Завязалась дружеская беседа. Потом Эньшин в сопровождении директора обошел залы музея, побывал в запаснике. Затем завел разговор о пещерах, даже намекнул, что не прочь с ними получше ознакомиться, но директор охладил его исследовательский пыл:
– Вы же бывали в них, а больше там ничего интересного нет.
Но Эньшин не отставал:
– Невозможно представить, какую же площадь занимают пещеры. Наверно, все ходы перепутаны, как в лабиринте, вот ведь что природа устроила. Интересно, а куда все-таки выходят самые дальние пещеры? Хоть кто-нибудь обследовал их?
– Как будто такого планомерного и точного обследования пещер в последние годы не велось, но планы основных ходов у нас есть. Если интересуетесь, можно посмотреть.
– Это любопытно.
Какой же волнующей была для Эньшина минута, когда директор разворачивал перед ним планы пещер! Эньшин всматривался в них, запоминал. Дубликата того чертежа, которым владел Эньшин, в музее не было. Ни на одном плане не были нанесены и ходы от монастыря к часовне.
Эньшин ликовал. И, когда директор пригласил его к себе поужинать, охотно согласился.
Ужин был бы много скромнее, если бы не щедрость Эньшина: из багажника своей машины он извлек дорогой коньяк, баночку икры и коробку импортных шоколадных конфет для супруги директора.
Директор оказался человеком открытым, общительным, он охотно рассказывал обо всем, что интересовало его гостя. Уже за полночь Эньшин возвращался в гостиницу в сопровождении директора и его супруги.

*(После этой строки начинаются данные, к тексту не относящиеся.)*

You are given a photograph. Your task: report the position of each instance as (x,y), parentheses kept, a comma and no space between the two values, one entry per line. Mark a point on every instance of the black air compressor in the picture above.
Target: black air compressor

Из чего дежурные сделали вывод, что этот высокий седовласый мужчина не иначе как важная персона.
На другой день Эньшин с Кораблевым возвратились в Москву. Кораблев успел сделать нужные ему рисунки и посмотреть в музее кое-какие новинки, в том числе несколько икон, недавно вернувшихся в музей из реставрации. А Эньшин был рад, что разузнал все о пещерах, даже не прибегнув к помощи Кораблева.